Erfreulich ist, dass in den vergangenen Jahren immer mehr private vermögende Persönlichkeiten, Unternehmer und Manager mit ihrem Kapital oder wenigstens mit einem Teil davon gemeinnützige Stiftungen oder Vereinigungen gegründet oder auch bestehende unterstützt haben. Als Beispiel möchte ich hier im Kanton Freiburg den seinerzeit sehr erfolgreichen Adolphe Merkle erwähnen, der im Jahre 2012 gestorben ist.
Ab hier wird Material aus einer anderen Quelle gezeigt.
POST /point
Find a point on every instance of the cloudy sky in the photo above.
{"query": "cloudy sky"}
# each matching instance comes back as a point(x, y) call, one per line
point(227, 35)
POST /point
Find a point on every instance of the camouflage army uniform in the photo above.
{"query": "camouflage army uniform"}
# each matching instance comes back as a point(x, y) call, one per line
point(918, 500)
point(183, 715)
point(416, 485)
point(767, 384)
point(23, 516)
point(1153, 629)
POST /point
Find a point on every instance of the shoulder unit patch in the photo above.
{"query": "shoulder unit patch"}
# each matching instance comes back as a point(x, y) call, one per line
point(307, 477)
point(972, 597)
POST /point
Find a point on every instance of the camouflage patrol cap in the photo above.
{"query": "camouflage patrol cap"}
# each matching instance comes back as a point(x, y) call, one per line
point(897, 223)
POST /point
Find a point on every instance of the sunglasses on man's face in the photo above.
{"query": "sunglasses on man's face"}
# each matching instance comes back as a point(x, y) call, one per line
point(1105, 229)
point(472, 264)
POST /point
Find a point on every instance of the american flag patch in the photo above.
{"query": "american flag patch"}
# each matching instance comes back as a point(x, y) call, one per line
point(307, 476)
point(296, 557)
Er war der ehemalige Besitzer von Vibro-Meter SA (heute Meggit SA) in Villars-sur-Glâne. Verschiedenen Stiftungen, Organisationen und gemeinnützigen Vereinigungen hat er weit über 100-Millionen Schweizerfranken zur Förderung zukunftsorientierter Lehr- und Forschungstätigkeiten zur Verfügung gestellt. Im Spital- und Gesundheitswesen sind neben dem Daler-Spital weitere sehr erfolgreiche Stiftungen das Berner Lindenhofspital und das Basler Merian-Iselin-Spital.

Fazit: Fast das ganze Jahr hindurch müssen wir aus den Medien entnehmen, dass Spitäler oder auch gemeinnützige Organisationen und Institutionen des Gesundheitswesens finanzielle Probleme haben. Dies ist auch der Fall beim Freiburger Spital (HFR) – es war zu lesen in den FN vom 17. Mai. Wäre für viele Spitäler und Heime zurzeit und auch in Zukunft die Rechtsform «Stiftung» nicht die bessere Lösung sowohl für das Unternehmen selbst als auch für die Patienten und deren Angehörige? Gute und erfolgreiche Beispiele gibt es viele!